Sleep With Me is a play with music, a black comedy set in Hollywood in 1938, the story of a teen age girl’s sexual awakening in the predatory world of 1930’s Hollywood, with songs ripped out of Shirley Temple’s movies and surgically crafted into the corrupt adult environment of the film industry.

In the depths of the Depression, Louis B. Mayer, at the height of his powers as the studio chief of MGM, desperately wants Shirley Temple for the role of Dorothy in the Wizard Of Oz. But Mayer has not counted on Melody Mudd, a sixteen year old girl on the cusp of womanhood, Beulah Mudd, her wily and determined stage mother and Billy Bone, Beulah’s boyfriend, a charming hillybilly and eccentric dancer.

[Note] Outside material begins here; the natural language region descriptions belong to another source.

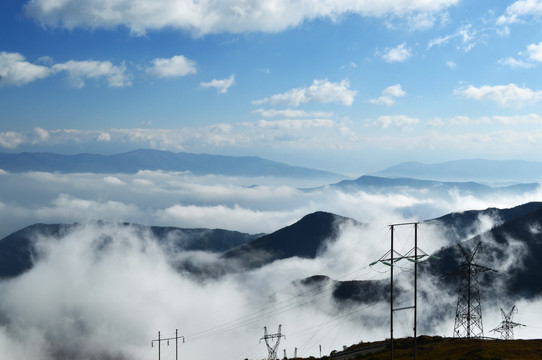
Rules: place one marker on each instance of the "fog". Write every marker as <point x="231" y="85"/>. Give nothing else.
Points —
<point x="104" y="291"/>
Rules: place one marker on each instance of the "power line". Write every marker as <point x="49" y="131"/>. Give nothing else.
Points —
<point x="506" y="327"/>
<point x="389" y="259"/>
<point x="176" y="338"/>
<point x="468" y="316"/>
<point x="272" y="347"/>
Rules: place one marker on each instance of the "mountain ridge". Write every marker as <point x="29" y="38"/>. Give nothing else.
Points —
<point x="148" y="159"/>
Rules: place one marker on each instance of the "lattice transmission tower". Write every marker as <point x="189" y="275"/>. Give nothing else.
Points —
<point x="272" y="342"/>
<point x="506" y="327"/>
<point x="468" y="316"/>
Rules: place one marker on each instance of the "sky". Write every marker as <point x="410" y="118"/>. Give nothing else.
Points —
<point x="344" y="86"/>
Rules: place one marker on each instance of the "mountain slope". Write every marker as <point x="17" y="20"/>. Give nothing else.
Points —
<point x="303" y="239"/>
<point x="513" y="248"/>
<point x="133" y="161"/>
<point x="18" y="251"/>
<point x="382" y="184"/>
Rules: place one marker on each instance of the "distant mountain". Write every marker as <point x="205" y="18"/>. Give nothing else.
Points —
<point x="493" y="171"/>
<point x="18" y="252"/>
<point x="133" y="161"/>
<point x="376" y="184"/>
<point x="513" y="247"/>
<point x="303" y="239"/>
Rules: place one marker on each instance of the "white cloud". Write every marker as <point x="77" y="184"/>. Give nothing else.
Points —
<point x="296" y="124"/>
<point x="112" y="180"/>
<point x="217" y="16"/>
<point x="321" y="91"/>
<point x="515" y="63"/>
<point x="533" y="55"/>
<point x="175" y="66"/>
<point x="397" y="54"/>
<point x="520" y="9"/>
<point x="534" y="52"/>
<point x="15" y="70"/>
<point x="292" y="113"/>
<point x="42" y="135"/>
<point x="221" y="85"/>
<point x="504" y="95"/>
<point x="396" y="120"/>
<point x="389" y="94"/>
<point x="11" y="139"/>
<point x="79" y="71"/>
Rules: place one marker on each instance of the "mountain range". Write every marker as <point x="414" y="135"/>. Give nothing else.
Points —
<point x="464" y="171"/>
<point x="134" y="161"/>
<point x="377" y="184"/>
<point x="515" y="242"/>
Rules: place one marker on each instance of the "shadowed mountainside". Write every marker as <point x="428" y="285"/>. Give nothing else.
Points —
<point x="134" y="161"/>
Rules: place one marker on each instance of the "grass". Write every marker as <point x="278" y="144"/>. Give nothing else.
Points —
<point x="432" y="348"/>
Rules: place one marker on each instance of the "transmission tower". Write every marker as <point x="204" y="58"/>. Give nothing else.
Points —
<point x="468" y="316"/>
<point x="269" y="339"/>
<point x="389" y="259"/>
<point x="506" y="327"/>
<point x="160" y="339"/>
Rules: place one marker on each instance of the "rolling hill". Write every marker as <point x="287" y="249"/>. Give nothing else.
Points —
<point x="134" y="161"/>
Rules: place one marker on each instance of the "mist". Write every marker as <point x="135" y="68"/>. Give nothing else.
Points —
<point x="104" y="291"/>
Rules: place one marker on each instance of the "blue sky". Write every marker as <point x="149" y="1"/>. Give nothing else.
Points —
<point x="346" y="86"/>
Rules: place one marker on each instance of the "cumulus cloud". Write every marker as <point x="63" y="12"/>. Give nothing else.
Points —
<point x="296" y="124"/>
<point x="534" y="52"/>
<point x="320" y="91"/>
<point x="397" y="54"/>
<point x="520" y="9"/>
<point x="16" y="71"/>
<point x="292" y="113"/>
<point x="11" y="139"/>
<point x="176" y="66"/>
<point x="221" y="85"/>
<point x="509" y="95"/>
<point x="217" y="16"/>
<point x="79" y="71"/>
<point x="531" y="57"/>
<point x="386" y="121"/>
<point x="389" y="94"/>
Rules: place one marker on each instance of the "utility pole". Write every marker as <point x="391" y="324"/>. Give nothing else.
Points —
<point x="506" y="327"/>
<point x="468" y="315"/>
<point x="389" y="259"/>
<point x="272" y="349"/>
<point x="176" y="338"/>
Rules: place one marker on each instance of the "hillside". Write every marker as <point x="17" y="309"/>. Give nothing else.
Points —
<point x="430" y="348"/>
<point x="376" y="184"/>
<point x="302" y="239"/>
<point x="472" y="169"/>
<point x="18" y="251"/>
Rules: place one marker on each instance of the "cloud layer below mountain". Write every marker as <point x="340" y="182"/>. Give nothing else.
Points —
<point x="110" y="288"/>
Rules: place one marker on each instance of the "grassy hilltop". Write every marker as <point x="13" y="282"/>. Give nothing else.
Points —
<point x="438" y="348"/>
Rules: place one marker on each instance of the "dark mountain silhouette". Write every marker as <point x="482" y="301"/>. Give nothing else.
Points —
<point x="303" y="239"/>
<point x="382" y="184"/>
<point x="133" y="161"/>
<point x="18" y="253"/>
<point x="512" y="247"/>
<point x="472" y="169"/>
<point x="344" y="292"/>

Sleep With Me is a devious black comedy on the subject of adolescent and adult sexuality and unconscious desire. The play’s use of music is striking in that songs crafted for Shirley Temple by the master’s of Tin Pan Alley are reinvented here as they are sung by adults in very adult situations. The results are ironic and dramatic.

Where is the boundary between adolescence and adulthood? Where is the boundary between the conscious and the unconscious? Where is the boundary between romance and indecency? These are questions Sleep With Me explores with a shameless lack of decorum.